Pour rassurer les nombreuses communes qui se posent des questions, ERDF entend bien tirer parti des quelques 620 000 compteurs déjà installés à ce jour. Le distributeur a déjà annoncé qu'il autorisait des laboratoires indépendants à mener des tests et des relevés électromagnétiques sur tous les compteurs déjà posés.

Le distributeur est-il dans son droit ?

Tout semble indiquer que ERDF obtiendra gain de cause auprès de la juridiction administrative. Le distributeur pourra notamment s'appuyer sur le soutien de l'ensemble des préfectures, qui ont une lecture commune du dossier.

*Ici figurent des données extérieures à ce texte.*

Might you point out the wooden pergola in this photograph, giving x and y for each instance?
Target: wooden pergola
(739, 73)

L'installation de Linky se fonde en effet sur une disposition législative nationale, qui a une force supérieure aux décisions locales prises par les conseils municipaux. Reste à savoir si une validation par le tribunal administratif suffira à apaiser les esprits dans les communes les plus farouchement opposées au projet.

Linky inquiète en France... et séduit à l'étranger

Mal-aimé dans l'Hexagone, le compteur communicant Linky semble éveiller l'intérêt d'un nombre croissant d'acteurs du marché de l'électricité hors des frontières françaises. C'est du moins ce qui ressort d'une réunion récente organisée à Paris par les membres de l'association internationale Alliance CPL-G3, qui s'intéresse aux potentialités du courant porteur en ligne et regroupe laboratoires, universités et électroniciens.

Les composants de Linky étant fabriqués et assemblés par des entreprises implantées en France (Sagemcom, Ziv, Groupe Cahors, Itron, Elster...), une exportation du modèle à l'étranger constituerait une bonne nouvelle pour l'économie nationale.